Imagine you are at the edge of the sea on a day when it is difficult to say where the land ends and the sea begins and where the sea ends and the sky begins. Sea kayaking lets you explore these and your own boundaries and broadens your horizons. Sea kayaking is the new mountaineering.
Monday, September 10, 2007
Waiting for the tide on Inch Kenneth.
At spring low water, shallow reefs extend far from the east shore of Inch Kenneth. Some say there is a hidden, submerged path from the mainland of Mull to the island.

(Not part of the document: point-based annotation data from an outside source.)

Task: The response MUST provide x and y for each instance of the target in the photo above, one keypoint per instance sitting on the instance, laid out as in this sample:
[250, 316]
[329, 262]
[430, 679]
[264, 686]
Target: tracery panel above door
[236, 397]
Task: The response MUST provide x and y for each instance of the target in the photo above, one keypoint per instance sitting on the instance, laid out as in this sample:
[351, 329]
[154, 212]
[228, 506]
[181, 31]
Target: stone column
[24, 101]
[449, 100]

Our boats were some distance from the tide. We saw no point in straining our limbs, by carrying such heavy boats, when the exercise of some little patience would bring the tide to us. We decided to explore Inch Kenneth on foot.
The fertile ground of Inch Kenneth contrasts with the rough, thin soil of distant Ulva.

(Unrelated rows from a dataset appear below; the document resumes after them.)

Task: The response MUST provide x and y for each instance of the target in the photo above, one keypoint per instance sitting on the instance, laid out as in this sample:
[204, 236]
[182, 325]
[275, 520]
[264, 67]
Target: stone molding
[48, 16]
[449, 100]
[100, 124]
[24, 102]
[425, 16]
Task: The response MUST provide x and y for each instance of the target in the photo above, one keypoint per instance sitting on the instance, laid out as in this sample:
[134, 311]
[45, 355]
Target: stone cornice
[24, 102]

This view, from near the graveyard, is looking southwest from Inch Kenneth to the Wilderness and distant Ross of Mull peninsula (at the end of which lies Iona). In the middle distance is the little rocky islet of Erisgeir. This had just enough pasture for 6 sheep!

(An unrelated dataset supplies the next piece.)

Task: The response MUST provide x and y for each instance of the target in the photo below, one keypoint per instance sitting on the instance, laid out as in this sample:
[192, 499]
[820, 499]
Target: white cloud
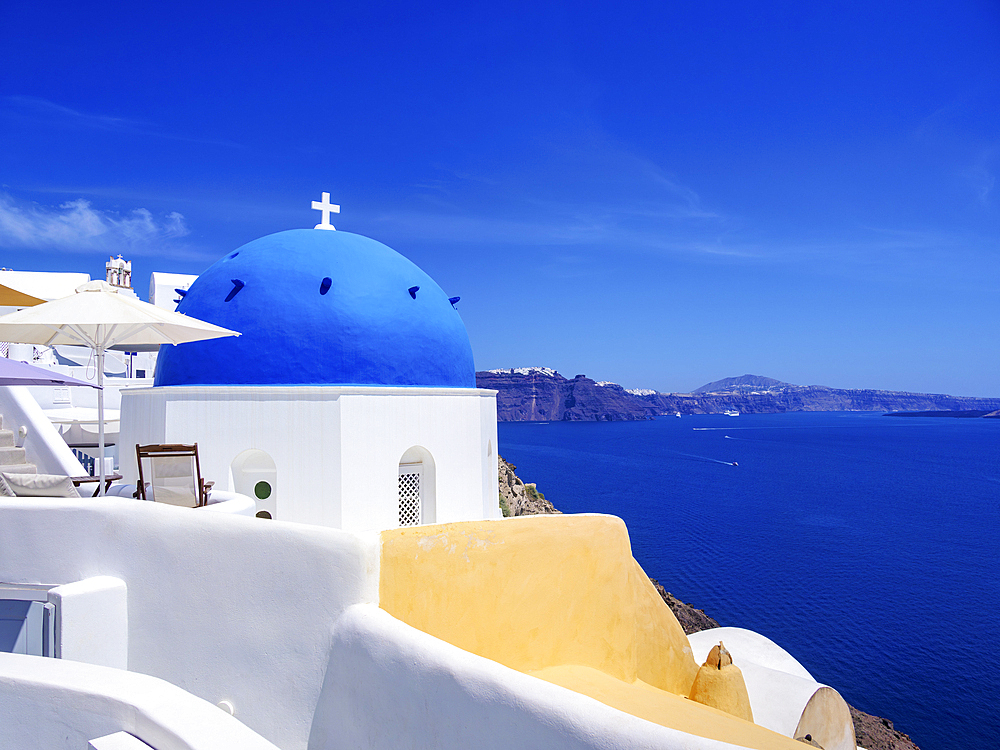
[75, 226]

In the graveyard we also found the burial place of Lachlan MacQuarrie, the last chieftain of his clan, who died on 14/1/1818 at the age of 103. Johnson and Boswell had been entertained by MacQuarrie when they visited Ulva. They were unimpressed with his mean dwelling but Boswell found their host to be “intelligent, polite and much a man of the world.” Sadly MacQuarrie had to sell his ancestral lands shortly afterwards. Even his dying wish, to be interred among his ancestors on the Holy isle of Iona, was confounded by bad weather. He was laid to rest on this sheltered isle instead. For MacQuarrie the tide came in for the last time on Inch Kenneth. Looking around, we saw that there were much worse places to spend eternity.
We did not have eternity on our side but were able to leave with the flood tide.